Niobium carbide

Identifiers
- CAS Number: NbC: 12069-94-2; Nb_{2}C: 12011-99-3;
- 3D model (JSmol): NbC: Interactive image; Interactive image;
- ECHA InfoCard: 100.031.913
- EC Number: NbC: 235-117-8;
- PubChem CID: NbC: 159431 has wrong formula; Nb_{2}C: 165961 has wrong formula;
- CompTox Dashboard (EPA): NbC: DTXSID00893838 ;

Properties
- Chemical formula: NbC
- Molar mass: 104.917 g/mol
- Density: 7.820 g/cm^{3}
- Melting point: 3,608 °C (6,526 °F; 3,881 K)

Structure
- Crystal structure: Cubic (rock salt structure), Fm3m, cF8)

Related compounds
- Related Refractory ceramic materials: zirconium nitride, tantalum carbide, zirconium carbide

= Niobium carbide =

Niobium carbide (NbC|auto=1 and Nb2C) is an extremely hard refractory ceramic material, commercially used in tool bits for cutting tools. It is usually processed by sintering and is a frequent additive as grain growth inhibitor in cemented carbides. It has the appearance of a brown-gray metallic powder with purple lustre. It is highly corrosion resistant.

==Preparation==
Niobium carbide can be produced by heating niobium(V) oxide with coke under vacuum at approximately 1800 °C:

 Nb_{2}O_{5} + 7 C → 2 NbC + 5 CO

==Properties and uses==
Niobium carbide has a Young's modulus of approximately 452 GPa, and a shear modulus of 182 GPa. It has a Poisson's ratio of 0.227.

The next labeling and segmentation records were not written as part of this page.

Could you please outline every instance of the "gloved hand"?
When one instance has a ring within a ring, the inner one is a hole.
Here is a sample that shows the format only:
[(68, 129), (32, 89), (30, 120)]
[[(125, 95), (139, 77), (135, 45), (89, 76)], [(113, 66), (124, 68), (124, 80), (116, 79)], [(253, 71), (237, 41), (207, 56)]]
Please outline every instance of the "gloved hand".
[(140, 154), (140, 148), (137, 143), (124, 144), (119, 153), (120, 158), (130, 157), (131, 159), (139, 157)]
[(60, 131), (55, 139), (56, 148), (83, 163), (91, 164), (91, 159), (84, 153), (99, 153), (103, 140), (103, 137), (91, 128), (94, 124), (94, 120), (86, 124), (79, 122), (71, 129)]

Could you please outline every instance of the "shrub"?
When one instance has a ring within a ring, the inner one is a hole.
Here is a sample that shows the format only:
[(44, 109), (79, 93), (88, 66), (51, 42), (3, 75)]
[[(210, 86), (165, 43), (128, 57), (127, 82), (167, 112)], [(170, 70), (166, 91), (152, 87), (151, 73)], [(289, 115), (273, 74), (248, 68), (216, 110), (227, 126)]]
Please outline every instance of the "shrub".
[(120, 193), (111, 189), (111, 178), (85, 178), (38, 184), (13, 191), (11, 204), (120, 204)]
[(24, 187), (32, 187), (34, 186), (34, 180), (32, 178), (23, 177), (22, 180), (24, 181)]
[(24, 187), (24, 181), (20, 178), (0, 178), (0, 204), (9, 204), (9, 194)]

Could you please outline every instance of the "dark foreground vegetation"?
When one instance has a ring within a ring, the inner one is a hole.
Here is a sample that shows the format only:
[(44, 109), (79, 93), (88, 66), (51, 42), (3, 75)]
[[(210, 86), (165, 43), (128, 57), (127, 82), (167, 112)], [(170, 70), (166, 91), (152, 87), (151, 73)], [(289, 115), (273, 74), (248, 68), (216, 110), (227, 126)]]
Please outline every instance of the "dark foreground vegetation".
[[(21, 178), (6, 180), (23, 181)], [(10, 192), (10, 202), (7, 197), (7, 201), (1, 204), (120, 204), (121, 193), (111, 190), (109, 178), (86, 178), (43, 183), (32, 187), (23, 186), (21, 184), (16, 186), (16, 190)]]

Niobium carbide is a frequent intentional product in microalloyed steels due to its extremely low solubility product in austenite, the lowest of all the refractory metal carbides. This means that micrometre-sized precipitates of NbC are virtually insoluble in steels at all processing temperatures and their location at grain boundaries helps prevent excessive grain growth in these steels. This is of enormous benefit, and the cornerstone of microalloyed steels, because it is their uniform, very fine grain size that ensures both toughness and strength. The only commonly occurring compound with a lower solubility and hence, greater potential for restricting the grain growth of steels is titanium nitride.

Depending on grain size, niobium carbide may burn at 200-800 °C in air. A layer of niobium carbide can be created by chemical vapor deposition. Zirconium carbide and niobium carbide can be used as refractory coatings in nuclear reactors.

==Applications==

Niobium carbide has been investigated as a potential material for nuclear thermal propulsion (NTP) reactor cores. NTP systems can provide a higher specific impulse than conventional chemical rockets while producing substantially greater thrust than nuclear electric propulsion. One of the principal challenges in developing such reactors is identifying fuel and structural materials capable of withstanding the extreme temperatures and corrosive hydrogen environment within the reactor core.

As a transition metal carbide, niobium carbide combines a very high melting point with good thermal conductivity and resistance to high-temperature corrosion, properties that have led to its study for this application. It may also be used in solid solutions with other refractory carbides, including zirconium carbide, tantalum carbide, and titanium carbide. Such carbide mixtures are of interest because of their high melting temperatures, compatibility with hot hydrogen, and ability to form solid solutions with uranium carbide, a candidate nuclear fuel for NTP reactors. Multicomponent carbide solid solutions have additionally been investigated as a means of improving properties such as fracture toughness.

==Natural occurrence==
Niobium carbide occurs naturally as niobocarbide. This is an extremely rare mineral, and has been found in Sverdlovsk Oblast, Russia.